Lexie turned around and met his eyes, and she was there again. Wary, uncertain, but there. “She forgave him.”
“Why?”
Tunneling her hands into her pockets, she lifted her shoulders to her ears in a full-body shrug. “People make mistakes. She was in love with him, and she wanted to be happy more than she wanted to be angry. She made him buy her pie for breakfast all the way to Oregon.”
Tom nodded. He still needed to think about what she was saying, but he knew already it was the best Bikecentennial story he’d ever heard Lexie tell.
When he took a step closer, she tensed up, so he stopped. He wasn’t going to push her. Yet.
She met his eyes again. “There’s a middle ground,” she said softly. “Between too much guilt and not enough. If you look around for it, you can find it.”
Tom returned to the doorway. “Thanks, Marshall.”
Her parting comment came to him over his shoulder as he walked out. “Sometimes penance helps.
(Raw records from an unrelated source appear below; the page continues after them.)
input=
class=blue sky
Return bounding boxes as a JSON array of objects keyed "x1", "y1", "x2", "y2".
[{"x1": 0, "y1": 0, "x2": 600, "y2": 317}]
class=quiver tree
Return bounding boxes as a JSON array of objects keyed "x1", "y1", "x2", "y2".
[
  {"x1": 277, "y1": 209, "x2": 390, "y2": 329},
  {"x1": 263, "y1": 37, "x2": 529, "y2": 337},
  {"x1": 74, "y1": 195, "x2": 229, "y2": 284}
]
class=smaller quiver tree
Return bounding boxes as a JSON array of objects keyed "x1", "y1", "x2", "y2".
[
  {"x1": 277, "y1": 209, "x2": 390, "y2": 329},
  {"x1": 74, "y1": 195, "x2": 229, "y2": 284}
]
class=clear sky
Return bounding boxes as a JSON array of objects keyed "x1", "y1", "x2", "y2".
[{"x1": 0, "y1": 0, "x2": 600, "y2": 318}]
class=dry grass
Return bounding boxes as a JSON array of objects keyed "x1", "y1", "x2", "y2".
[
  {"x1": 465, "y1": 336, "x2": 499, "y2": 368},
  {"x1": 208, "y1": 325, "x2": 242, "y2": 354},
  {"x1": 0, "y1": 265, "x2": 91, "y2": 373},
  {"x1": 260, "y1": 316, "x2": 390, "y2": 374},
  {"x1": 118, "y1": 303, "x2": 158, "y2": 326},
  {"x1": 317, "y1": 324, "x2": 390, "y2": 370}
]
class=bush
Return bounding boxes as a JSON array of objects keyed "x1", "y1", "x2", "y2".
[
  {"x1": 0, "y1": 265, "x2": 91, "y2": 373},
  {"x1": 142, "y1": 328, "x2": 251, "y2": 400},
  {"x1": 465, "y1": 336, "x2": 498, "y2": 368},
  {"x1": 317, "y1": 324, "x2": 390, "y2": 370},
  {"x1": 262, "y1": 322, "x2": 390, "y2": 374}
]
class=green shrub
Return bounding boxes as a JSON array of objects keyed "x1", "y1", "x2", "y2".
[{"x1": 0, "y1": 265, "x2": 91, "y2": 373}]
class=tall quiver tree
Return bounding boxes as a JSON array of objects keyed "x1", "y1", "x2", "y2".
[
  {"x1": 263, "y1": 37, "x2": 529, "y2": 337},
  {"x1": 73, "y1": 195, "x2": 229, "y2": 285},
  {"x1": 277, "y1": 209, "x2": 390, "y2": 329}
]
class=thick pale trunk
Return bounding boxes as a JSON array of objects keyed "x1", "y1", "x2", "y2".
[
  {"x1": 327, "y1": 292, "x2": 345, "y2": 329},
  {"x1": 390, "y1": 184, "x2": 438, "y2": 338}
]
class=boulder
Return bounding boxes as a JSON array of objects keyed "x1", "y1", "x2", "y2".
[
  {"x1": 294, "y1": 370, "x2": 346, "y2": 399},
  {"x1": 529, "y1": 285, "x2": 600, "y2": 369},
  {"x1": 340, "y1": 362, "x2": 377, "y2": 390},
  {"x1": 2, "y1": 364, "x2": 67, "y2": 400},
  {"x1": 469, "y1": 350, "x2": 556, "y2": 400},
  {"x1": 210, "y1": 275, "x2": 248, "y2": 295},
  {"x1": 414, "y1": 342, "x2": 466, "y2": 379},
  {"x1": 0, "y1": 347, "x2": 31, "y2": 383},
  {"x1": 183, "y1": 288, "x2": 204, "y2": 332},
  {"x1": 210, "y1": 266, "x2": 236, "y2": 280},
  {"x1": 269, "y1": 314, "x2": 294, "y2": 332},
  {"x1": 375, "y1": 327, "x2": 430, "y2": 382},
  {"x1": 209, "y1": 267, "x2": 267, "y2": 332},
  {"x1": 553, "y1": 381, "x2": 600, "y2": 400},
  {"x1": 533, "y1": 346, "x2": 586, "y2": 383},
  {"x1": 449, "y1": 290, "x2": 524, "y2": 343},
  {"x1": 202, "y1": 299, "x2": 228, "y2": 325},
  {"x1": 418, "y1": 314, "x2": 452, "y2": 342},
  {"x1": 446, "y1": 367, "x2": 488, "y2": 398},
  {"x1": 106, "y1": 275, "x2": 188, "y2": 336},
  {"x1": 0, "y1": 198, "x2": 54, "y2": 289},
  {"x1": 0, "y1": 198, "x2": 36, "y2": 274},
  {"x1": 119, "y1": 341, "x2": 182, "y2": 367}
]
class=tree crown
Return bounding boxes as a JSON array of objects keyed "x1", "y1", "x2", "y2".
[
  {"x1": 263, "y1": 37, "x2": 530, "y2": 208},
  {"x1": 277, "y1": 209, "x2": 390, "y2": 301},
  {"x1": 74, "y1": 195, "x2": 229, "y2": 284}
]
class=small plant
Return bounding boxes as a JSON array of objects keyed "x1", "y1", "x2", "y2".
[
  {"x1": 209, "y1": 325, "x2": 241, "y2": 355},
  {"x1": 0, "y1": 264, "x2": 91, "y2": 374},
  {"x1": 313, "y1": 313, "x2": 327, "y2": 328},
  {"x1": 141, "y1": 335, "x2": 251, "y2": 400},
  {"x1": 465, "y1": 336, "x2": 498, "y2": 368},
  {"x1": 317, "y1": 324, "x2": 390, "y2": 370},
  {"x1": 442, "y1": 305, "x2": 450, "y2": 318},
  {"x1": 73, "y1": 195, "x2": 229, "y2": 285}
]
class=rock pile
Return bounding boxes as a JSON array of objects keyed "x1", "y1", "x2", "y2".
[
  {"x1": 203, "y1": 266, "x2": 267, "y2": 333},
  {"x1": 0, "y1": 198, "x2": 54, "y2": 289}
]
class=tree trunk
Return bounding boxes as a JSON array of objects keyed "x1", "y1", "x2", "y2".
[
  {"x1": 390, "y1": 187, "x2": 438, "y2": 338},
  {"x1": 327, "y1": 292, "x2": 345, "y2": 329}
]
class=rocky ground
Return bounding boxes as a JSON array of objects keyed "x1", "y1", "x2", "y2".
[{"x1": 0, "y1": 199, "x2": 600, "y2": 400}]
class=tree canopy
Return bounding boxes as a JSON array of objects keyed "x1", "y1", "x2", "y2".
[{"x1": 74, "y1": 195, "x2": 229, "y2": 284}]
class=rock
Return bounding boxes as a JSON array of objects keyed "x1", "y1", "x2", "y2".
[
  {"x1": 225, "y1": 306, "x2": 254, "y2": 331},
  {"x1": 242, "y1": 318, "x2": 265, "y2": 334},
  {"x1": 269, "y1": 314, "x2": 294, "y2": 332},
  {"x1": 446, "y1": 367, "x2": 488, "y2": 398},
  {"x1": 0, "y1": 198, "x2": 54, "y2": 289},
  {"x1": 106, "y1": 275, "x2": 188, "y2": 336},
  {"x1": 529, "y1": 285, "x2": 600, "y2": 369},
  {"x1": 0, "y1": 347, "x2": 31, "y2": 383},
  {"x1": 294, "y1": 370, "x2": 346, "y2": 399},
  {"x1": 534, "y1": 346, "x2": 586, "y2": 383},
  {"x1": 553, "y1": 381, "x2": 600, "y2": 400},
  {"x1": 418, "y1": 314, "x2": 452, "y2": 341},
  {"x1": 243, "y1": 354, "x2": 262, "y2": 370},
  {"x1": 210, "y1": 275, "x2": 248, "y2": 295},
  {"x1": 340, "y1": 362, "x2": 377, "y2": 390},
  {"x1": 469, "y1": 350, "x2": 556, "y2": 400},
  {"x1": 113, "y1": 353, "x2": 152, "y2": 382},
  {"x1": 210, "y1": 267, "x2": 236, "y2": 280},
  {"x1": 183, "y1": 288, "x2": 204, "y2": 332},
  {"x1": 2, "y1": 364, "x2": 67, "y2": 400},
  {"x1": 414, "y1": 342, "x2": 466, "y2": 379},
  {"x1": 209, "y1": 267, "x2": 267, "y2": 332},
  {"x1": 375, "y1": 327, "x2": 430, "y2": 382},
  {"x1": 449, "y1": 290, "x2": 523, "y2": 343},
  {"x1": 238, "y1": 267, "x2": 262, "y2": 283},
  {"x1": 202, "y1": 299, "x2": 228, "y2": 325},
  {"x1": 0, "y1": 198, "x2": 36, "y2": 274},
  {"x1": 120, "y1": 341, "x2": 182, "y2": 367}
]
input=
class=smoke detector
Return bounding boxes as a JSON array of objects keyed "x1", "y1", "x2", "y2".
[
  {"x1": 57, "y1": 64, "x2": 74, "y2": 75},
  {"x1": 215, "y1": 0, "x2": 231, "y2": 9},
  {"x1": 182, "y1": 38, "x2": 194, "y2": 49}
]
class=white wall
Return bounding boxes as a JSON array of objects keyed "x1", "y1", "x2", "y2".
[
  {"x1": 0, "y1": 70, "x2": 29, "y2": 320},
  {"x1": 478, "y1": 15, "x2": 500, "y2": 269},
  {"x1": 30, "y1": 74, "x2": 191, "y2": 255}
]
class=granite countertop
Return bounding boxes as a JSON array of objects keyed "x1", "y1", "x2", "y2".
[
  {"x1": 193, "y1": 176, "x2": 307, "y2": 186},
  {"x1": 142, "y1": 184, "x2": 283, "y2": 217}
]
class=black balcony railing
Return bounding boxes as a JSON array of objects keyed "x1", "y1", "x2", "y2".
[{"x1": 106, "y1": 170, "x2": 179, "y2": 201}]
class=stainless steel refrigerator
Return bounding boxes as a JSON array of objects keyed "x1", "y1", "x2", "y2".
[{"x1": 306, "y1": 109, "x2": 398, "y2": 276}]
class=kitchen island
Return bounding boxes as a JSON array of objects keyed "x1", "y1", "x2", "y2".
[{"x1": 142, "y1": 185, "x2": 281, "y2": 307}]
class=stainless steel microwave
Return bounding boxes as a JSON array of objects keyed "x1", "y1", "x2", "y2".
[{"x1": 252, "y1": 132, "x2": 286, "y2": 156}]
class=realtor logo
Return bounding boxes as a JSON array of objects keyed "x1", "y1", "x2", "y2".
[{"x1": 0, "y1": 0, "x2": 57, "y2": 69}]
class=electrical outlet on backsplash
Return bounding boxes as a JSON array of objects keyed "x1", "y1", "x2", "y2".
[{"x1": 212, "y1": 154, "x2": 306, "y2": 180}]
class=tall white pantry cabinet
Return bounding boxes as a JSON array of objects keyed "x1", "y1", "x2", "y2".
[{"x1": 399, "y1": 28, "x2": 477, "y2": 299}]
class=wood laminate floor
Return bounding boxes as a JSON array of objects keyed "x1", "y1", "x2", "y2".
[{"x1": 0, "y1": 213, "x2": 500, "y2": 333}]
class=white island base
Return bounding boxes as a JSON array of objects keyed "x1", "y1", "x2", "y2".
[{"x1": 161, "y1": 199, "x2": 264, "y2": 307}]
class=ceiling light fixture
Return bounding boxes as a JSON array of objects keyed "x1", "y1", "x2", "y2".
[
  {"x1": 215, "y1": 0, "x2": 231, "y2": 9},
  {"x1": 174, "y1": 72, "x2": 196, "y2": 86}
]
My dad had the pie.”
Back on the bench again, he thought about the story. Was it really that straightforward? Could you decide I want to be happy more than I want to carry this around with me? Lexie seemed to think so. Thoreau did, too, with his comment about elevating your life by conscious endeavor. Maybe you could decide to be different. Maybe it really was that simple.
Over the past five years, he’d given a lot of thought to what he’d done wrong, but he hadn’t often wondered whether he could leave it behind, or what, if anything, there remained to fix. He hadn’t been looking for the middle ground. But he wanted to find it now. He wanted the infinite expectation of the dawn, and he wanted to share it with Lexie. He’d buy her all the damn pie she could eat.